Chapter 1 In the exposition of the story, the narrator describes having bees in her room and describes being cared for by a woman named Rosaleen since her mother died. She also describes how miserable she is with her father, whom she calls T. Ray.
The narrator of the story is a fourteen-year-old girl named Lily.
The narrator makes an allusion about the bees on page 2. She alludes to the story of the Virgin Mary, the mother of Jesus, being visited by the angel Gabriel. She compares the bees in her room to the visitation of the angel. She hints (foreshadows) that the presence of the bees signals things about to happen.
Lily says that the bees could have stung her until she died, and it would not have been the worst thing to happen. We learn that Lily appears to be a very unhappy girl.
Lily says that in Paradise she would ask her mother to forgive her, and her mother would tell her she was not to blame for ten thousand years. Then, for the next ten thousand years, her mother would fix her hair.
Lily describes her mother’s death on pages 6 – 8. She implies that she accidentally shot her mother with the gun she picked up.
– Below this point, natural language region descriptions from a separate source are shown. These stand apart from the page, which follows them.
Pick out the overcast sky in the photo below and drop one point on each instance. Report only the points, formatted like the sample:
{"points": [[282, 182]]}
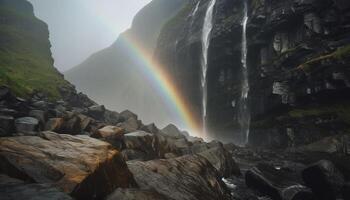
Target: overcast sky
{"points": [[79, 28]]}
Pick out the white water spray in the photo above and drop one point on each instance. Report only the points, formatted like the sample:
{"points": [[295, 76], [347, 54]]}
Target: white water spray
{"points": [[207, 27], [244, 118]]}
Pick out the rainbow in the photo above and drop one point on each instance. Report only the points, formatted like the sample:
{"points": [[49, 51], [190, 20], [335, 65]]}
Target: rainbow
{"points": [[158, 78], [164, 85]]}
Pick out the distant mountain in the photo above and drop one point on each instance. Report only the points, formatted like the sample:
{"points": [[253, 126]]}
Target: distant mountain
{"points": [[26, 63], [114, 76]]}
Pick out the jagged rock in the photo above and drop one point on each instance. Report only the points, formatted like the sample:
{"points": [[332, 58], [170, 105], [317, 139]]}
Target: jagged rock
{"points": [[325, 180], [111, 134], [172, 131], [39, 115], [279, 185], [97, 111], [140, 144], [26, 125], [130, 125], [136, 194], [199, 179], [126, 114], [7, 125], [13, 189], [54, 124], [150, 128], [81, 166], [222, 160]]}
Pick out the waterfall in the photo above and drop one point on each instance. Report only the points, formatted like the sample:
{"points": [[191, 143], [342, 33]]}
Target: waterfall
{"points": [[207, 27], [244, 115]]}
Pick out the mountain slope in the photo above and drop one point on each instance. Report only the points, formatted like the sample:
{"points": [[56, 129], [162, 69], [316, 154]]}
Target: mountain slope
{"points": [[115, 76], [26, 63]]}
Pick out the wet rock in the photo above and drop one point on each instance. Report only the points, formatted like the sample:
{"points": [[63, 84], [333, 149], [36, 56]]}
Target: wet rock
{"points": [[135, 194], [277, 184], [172, 131], [81, 166], [7, 125], [130, 125], [150, 128], [111, 134], [325, 180], [39, 115], [126, 114], [222, 160], [27, 125], [199, 179], [13, 189], [54, 124], [97, 112]]}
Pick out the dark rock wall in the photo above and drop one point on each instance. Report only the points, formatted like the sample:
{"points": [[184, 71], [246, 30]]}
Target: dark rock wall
{"points": [[298, 58]]}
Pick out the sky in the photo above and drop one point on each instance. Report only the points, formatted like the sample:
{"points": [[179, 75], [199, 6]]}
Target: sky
{"points": [[79, 28]]}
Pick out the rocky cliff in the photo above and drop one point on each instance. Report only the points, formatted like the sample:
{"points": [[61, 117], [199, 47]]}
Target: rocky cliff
{"points": [[26, 63], [116, 76], [298, 53]]}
Lily “smell[s] every perfume bottle they had” (p. 6) because she remembers the scent of her mother, and she wants to find it.
Lily picks scabs and feels that she is “impersonating a girl” because the other girls whisper about her. She also worries about how she looks, and what she does to cause the whispers. She feels she is trying to act like a girl, but she does not really know how to be one.
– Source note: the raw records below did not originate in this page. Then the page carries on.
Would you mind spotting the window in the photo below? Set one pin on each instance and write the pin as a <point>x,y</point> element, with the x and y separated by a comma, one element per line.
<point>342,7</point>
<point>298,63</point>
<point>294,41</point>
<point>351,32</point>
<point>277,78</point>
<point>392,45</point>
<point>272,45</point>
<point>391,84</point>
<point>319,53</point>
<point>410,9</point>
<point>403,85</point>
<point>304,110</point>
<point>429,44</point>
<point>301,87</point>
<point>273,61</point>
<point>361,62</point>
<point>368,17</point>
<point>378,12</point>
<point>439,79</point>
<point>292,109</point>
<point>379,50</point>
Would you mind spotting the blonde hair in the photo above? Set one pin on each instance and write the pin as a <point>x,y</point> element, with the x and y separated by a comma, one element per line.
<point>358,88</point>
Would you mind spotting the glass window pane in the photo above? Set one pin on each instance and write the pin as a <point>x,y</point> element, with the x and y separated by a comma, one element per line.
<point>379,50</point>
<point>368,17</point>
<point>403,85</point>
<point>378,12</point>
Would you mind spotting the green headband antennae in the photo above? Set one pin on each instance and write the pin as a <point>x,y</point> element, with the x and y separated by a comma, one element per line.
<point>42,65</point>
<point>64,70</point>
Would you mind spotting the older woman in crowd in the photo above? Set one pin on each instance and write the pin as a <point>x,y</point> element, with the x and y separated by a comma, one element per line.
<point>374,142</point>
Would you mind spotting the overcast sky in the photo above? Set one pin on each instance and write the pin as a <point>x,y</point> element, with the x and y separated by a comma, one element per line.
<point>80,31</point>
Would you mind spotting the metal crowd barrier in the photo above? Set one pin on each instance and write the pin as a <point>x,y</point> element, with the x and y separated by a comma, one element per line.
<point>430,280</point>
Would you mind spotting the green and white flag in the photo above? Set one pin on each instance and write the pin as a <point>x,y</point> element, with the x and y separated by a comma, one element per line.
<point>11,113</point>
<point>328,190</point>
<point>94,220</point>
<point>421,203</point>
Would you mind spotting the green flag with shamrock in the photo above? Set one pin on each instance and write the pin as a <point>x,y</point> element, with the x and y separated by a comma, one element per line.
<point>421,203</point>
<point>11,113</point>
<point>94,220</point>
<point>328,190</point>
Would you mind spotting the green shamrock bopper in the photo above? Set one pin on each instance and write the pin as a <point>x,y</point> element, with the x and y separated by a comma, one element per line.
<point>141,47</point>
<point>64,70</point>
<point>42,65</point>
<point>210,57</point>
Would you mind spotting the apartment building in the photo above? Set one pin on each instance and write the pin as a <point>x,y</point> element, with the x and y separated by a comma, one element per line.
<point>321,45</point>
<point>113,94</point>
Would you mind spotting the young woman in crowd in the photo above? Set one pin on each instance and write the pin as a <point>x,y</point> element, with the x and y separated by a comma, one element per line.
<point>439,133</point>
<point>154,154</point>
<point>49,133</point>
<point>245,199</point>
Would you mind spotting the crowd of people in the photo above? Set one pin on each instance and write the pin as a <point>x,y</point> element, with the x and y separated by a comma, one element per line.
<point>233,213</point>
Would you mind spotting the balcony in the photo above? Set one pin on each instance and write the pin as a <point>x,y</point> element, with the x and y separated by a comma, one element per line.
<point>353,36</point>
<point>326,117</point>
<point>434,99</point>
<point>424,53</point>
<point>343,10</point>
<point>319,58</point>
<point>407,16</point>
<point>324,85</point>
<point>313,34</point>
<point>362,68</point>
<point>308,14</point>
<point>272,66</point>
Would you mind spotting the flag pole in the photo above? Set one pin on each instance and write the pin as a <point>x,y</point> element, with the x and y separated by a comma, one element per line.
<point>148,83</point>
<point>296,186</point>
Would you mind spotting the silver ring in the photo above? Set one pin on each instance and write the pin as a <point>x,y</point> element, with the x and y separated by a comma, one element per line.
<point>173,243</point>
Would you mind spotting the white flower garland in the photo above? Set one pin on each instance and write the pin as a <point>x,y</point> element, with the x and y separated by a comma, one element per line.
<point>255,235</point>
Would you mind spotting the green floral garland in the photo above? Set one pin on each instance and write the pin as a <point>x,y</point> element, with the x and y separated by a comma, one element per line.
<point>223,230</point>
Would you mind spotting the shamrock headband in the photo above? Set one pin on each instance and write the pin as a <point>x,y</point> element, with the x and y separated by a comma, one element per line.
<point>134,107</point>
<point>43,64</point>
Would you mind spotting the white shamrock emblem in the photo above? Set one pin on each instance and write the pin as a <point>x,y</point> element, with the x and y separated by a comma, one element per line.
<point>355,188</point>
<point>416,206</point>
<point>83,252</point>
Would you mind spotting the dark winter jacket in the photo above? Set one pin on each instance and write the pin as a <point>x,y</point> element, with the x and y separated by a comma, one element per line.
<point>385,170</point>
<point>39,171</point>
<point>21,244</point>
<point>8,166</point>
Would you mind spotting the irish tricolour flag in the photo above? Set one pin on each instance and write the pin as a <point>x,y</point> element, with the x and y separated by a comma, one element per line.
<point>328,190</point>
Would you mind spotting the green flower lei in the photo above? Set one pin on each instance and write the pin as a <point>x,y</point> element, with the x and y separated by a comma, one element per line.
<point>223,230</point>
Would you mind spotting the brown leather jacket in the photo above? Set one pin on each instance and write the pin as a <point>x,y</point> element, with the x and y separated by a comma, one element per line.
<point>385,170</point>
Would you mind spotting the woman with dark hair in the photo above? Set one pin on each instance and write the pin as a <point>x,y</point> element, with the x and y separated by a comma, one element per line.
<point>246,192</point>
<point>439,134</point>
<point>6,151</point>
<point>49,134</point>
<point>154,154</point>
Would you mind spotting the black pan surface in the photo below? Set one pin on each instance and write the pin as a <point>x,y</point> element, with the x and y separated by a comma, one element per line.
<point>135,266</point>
When Rosaleen stands up to T. Ray about the chick, Lily says, “his boots whispered uncle all the way down the hall.” (p. 12) To say “uncle” is to give up. She means T. Ray gave up the fight with Rosaleen. This is an example of personification.
Lily’s teacher tells Lily that she is too intelligent for beauty school and that Lily should be a professor or writer.
T. Rays tells Lily that he wants her to hear about her mother from him before she starts school. He says he wants her to hear “it” from him, not from “people out there talking.”
Lily alludes to Mr. Khrushchev and fallout shelters. People were afraid at that time that the Communists in Russia would drop atomic bombs. Lily thinks a bomb may have been dropped because Rosaleen has stayed late to watch TV, and Lily has never seen her so interested in the news.
What has actually claimed Rosaleen’s attention on the TV is that President Johnson has signed the Civil Rights Act.
T. Ray punishes Lily by making her kneel for long periods of time on Martha White grits.
On page 26, Lily says that she “understood that a new rooftop would do wonders” for her. She means that getting away from T. Ray would make her life better.
Rosaleen plans to register to vote.
Lily has captured a jar of bees to prove to T. Ray that there are bees behind the wall in her room.
The day that Rosaleen is going to register to vote is also the Fourth of July and Lily’s birthday.
Lily hints at things to come. The sentence, “Later I would remember that, how she set out, a marked woman from the beginning,“ (p. 28) foreshadows the action.
Rosaleen steals paper fans from the church because she and Lily are hot.
Lily says that Rosaleen has “less sense that I’d dreamed” (p. 31) because Rosaleen tells the obviously hostile men in town that she is going to register to vote.
Rosaleen pours the juice from her snuff jug on their shoes, which causes the mean to beat her.
Lily and Rosaleen are arrested for “assault, theft, and disturbing the peace.” (p. 33)
Similes from this chapter: “A body that sloped out from her neck like a pup tent” (p. 2); “Her breath floating down to me like a tiny parachute” (p. 7); “like she was bits and pieces of insulation” (p. 24); “like they were spectators at a parade and we were the prize float” (p. 32); “Swinging the men like pocketbooks on her arms” (p. 32)
This chapter began with a quote about the missing queen. Lily’s mother is the queen, the “unifying force” missing from her family.